Chapter 1, Problem 111QRT

Interpretation Introduction

Interpretation:

From the given, the mass of silver in each sample has to be calculated.  Also, the mass of chlorine in the sample of $\text{AgCl}$ and the mass of iodine in the sample of $\text{AgI}$ has to be calculated.

Explanation of Solution

The mass of each atom to the mass of sample is given as

  $\begin{array}{l}\text{1}\text{.0000}\text{g}\text{AgCl}\text{=}{\text{m}}_{\text{Ag}}\text{+}{\text{m}}_{\text{Cl}}\\ \\ \text{1}\text{.6381}\text{g}\text{AgI}\text{=}{\text{m}}_{\text{Ag}}\text{+}{\text{m}}_{\text{I}}\\ \\ {\text{m}}_{\text{I}}\text{=}\text{3}\text{.580}{\text{m}}_{\text{Cl}}\end{array}$

Elimination of ${\text{m}}_{\text{Ag}}$ from the above expression:

  $\text{1}\text{.6381}\text{g}\text{-}\text{1}\text{.0000}\text{g}\text{=}{\text{m}}_{\text{Ag}}{\text{+m}}_{\text{I}}\text{-}{\text{(m}}_{\text{Ag}}\text{+}{\text{m}}_{\text{Cl}}\text{)}\text{=}{\text{m}}_{\text{I}}\text{-}{\text{m}}_{\text{Cl}}$

The value of ${\text{m}}_{\text{I}}$ is substituted to get ${\text{m}}_{\text{Cl}}$.
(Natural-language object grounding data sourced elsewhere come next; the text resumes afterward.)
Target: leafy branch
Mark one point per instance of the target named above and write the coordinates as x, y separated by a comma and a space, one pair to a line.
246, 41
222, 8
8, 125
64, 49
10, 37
  $\begin{array}{l}\text{1}\text{.6381}\text{g}\text{-}\text{1}\text{.0000}\text{g}\text{=}{\text{m}}_{\text{I}}\text{-}{\text{m}}_{\text{Cl}}\\ \\ \text{0}\text{.6381}\text{g}\text{=}\text{3}\text{.580}{\text{m}}_{\text{Cl}}\text{-}{\text{m}}_{\text{Cl}}\text{=}\text{2}\text{.580}{\text{m}}_{\text{Cl}}\\ \\ {\text{m}}_{\text{Cl}}\text{=}\text{0}\text{.2473}\text{g}\text{Cl}\end{array}$

The ${\text{m}}_{\text{Ag}}$ is calculated as

  $\begin{array}{l}{\text{m}}_{\text{Ag}}\text{=}\text{1}\text{.0000}\text{g}\text{AgCl}\text{-}{\text{m}}_{\text{Cl}}\\ \\ \text{=}\text{1}\text{.0000}\text{g}\text{AgCl}\text{-}\text{0}\text{.2473}\text{g}\text{Cl}\\ \\ \text{=}\text{0}\text{.7527}\text{g}\text{Ag}\end{array}$

The ${\text{m}}_{\text{I}}$ is calculated as

  $\begin{array}{l}{\text{m}}_{\text{I}}\text{=}\text{1}\text{.6381}\text{g}\text{AgI}\text{-}{\text{m}}_{\text{Ag}}\\ \\ \text{=}\text{1}\text{.6381}\text{g}\text{AgI}\text{-}\text{0}\text{.7527}\text{g}\text{Ag}\\ \\ \text{=}\text{0}\text{.8854}\text{g}\text{I}\end{array}$

The ratio of calculated mass of Iodine to Chlorine is

  $\frac{\text{0}\text{.8854}\text{g}}{\text{0}\text{.2473}\text{g}}\text{=}\text{3}\text{.580}$

The mass of chlorine in $\text{AgCl}$ is $\text{0}\text{.2473}\text{g}$.

The mass of Iodine in $\text{AgI}$ is $\text{0}\text{.8854}\text{g}$.

The mass of silver in each sample is $\text{0}\text{.7527}\text{g}$.